Como Francisco nomeia seus cardeais e vai levando a Igreja rumo às periferias

Dentre os purpurados que assumem, nove são eleitores em um eventual conclave - ou seja, têm menos de 80 anos. As vozes da periferia seguem bem representadas.

Com os 13 novos cardeais anunciados pelo papa Francisco no domingo passado – que serão empossados no consistório marcado para 28 de novembro -, consolida-se na cúpula da Igreja Católica uma tríade que se torna marca deste pontificado: descentralização, rejuvenescimento e pluralidade.

Dentre os purpurados que assumem, nove são eleitores em um eventual conclave – ou seja, têm menos de 80 anos. As vozes da periferia seguem bem representadas. Torna-se cardeal o bispo Cornelius Sim, o único de Brunei, país muçulmano onde a evangelização cristã é proibida. Também recebem o barrete cardinalício o arcebispo Antoine Kambanda, sobrevivente do genocídio de Ruanda – praticamente toda a família morreu no massacre de 1994 – e o arcebispo filipino José Advincula.

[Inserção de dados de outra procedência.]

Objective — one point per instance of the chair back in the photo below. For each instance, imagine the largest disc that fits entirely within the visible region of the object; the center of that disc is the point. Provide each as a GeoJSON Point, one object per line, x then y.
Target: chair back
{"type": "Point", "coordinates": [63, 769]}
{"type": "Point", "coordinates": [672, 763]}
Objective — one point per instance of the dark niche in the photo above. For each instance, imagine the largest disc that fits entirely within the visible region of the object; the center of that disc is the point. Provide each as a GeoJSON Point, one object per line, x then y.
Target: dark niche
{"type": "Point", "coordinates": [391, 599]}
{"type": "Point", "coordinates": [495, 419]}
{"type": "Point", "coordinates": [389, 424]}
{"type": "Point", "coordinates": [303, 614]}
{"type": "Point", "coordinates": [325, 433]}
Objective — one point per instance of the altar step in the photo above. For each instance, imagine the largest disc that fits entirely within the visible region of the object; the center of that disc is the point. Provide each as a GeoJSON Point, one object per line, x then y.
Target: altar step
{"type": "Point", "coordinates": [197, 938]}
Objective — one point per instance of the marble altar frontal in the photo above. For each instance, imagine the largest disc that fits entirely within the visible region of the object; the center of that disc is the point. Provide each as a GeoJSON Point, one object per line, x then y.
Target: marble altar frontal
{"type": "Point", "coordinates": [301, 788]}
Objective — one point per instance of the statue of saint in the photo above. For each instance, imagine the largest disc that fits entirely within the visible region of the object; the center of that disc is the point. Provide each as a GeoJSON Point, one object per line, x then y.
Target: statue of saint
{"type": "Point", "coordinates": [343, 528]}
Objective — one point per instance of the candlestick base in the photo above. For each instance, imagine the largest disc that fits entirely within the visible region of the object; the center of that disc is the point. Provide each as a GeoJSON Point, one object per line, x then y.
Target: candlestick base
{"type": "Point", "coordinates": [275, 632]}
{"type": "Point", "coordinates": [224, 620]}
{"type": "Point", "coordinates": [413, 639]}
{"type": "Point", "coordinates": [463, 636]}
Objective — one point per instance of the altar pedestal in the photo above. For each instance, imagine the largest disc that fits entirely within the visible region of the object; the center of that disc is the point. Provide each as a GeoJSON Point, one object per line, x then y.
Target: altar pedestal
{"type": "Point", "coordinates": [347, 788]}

“Um cardeal viaja várias vezes em sua vida a Roma – pelo menos uma vez por ano. Ao nomear o bispo Cornelius Sim cardeal, administrador apostólico de uma diocese com apenas três padres em Brunei, uma monarquia muçulmana, o papa torna essa realidade ‘periférica’ da Igreja ainda mais presente no Vaticano”, afirma ao Estado a vaticanista argentina Inés San Martín, diretora do escritório romano da Crux Catholic Media. Para ela, isso proporcionará ao Vaticano uma “experiência muito diferente” se comparada com a trazida pelos purpurados de um país onde católicos são maioria.

Americanos

Altamente simbólicas foram as indicações de dois arcebispos de grandes dioceses do continente americano. Ex-presidente da conferência episcopal dos Estados Unidos, o arcebispo de Washington, Wilton Gregory, será o primeiro negro americano cardeal – em um momento em que o país vive onde de protestos raciais (mais informações nesta página). Olhando para um Chile também tomado por manifestações e vandalização de igrejas, Francisco tornará purpurado o espanhol Celestino Aós Braco, arcebispo de Santiago.

Para o vaticanista italiano Andrea Gagliarducci, o nome de Braco “foi uma escolha quase óbvia”, já que a Igreja chilena “passa por forte mudança após o escândalo de abusos” e “precisa de um cardeal, um guia”. No caso do norte-americano, Gagliarducci acredita que “não é o fato de ele pertencer ao Black Lives Matter que conta, mas sim o desejo do papa de “mudar o perfil dos cardeais americanos”. O vaticanista entende que o recado é que a Igreja busca, no episcopado dos Estados Unidos “não guerreiros culturais, mas construtores de pontes, mesmo em questões candentes como as de vida e gênero”.

Europeus. Este é o primeiro papado em que os europeus não compõem a maioria do colégio cardinalício. Em 1903, no primeiro conclave do século 20, 98,4% dos cardeais eram originários da Europa. No entanto, essa cifra chegou a 42,9% no consistório do ano passado e cairá para 42,2% a partir do dia 28, considerando os cardeais eleitores. Quando o argentino Jorge Mario Bergoglio se tornou papa Francisco, em 2013, a Europa detinha 60,9% do colégio.

“A geopolítica de Francisco é pautada pelas periferias. Vemos isso nas suas viagens, nas pautas que defende e nas nomeações, tanto de cardeais quanto de bispos”, comenta ao Estadão a vaticanista Mirticeli Medeiros, pesquisadora de História do Catolicismo na Pontifícia Universidade Gregoriana de Roma. “Foi a lugares que jamais tinham sido visitados por um papa ou onde os cristãos são minoria, como Mianmar, Bangladesh, Tailândia e Emirados Árabes. Escolhe cardeais de países que nunca sonharam em ter um.”

“O papa Francisco pensa de forma poliédrica. Ou seja, várias facetas para compor o cenário multilateral da Igreja e do colégio de cardeais. Todos precisam ouvir a todos para realizar a sinfonia”, afirma o teólogo e filósofo Fernando Altemeyer Junior, da Pontifícia Universidade Católica de São Paulo (PUC-SP).

Tornou-se comum no pontificado atual a nomeação de cardeais já com mais de 80 anos. É o caso de quatro dos nomes anunciados no último domingo. Francisco costuma fazer isso como forma de reconhecimento. “Em muitos casos, a trajetória pastoral da pessoa, bem como o povo sofrido que ela representa, pesam muito mais do que o currículo acadêmico na hora da escolha”, diz Mirticeli.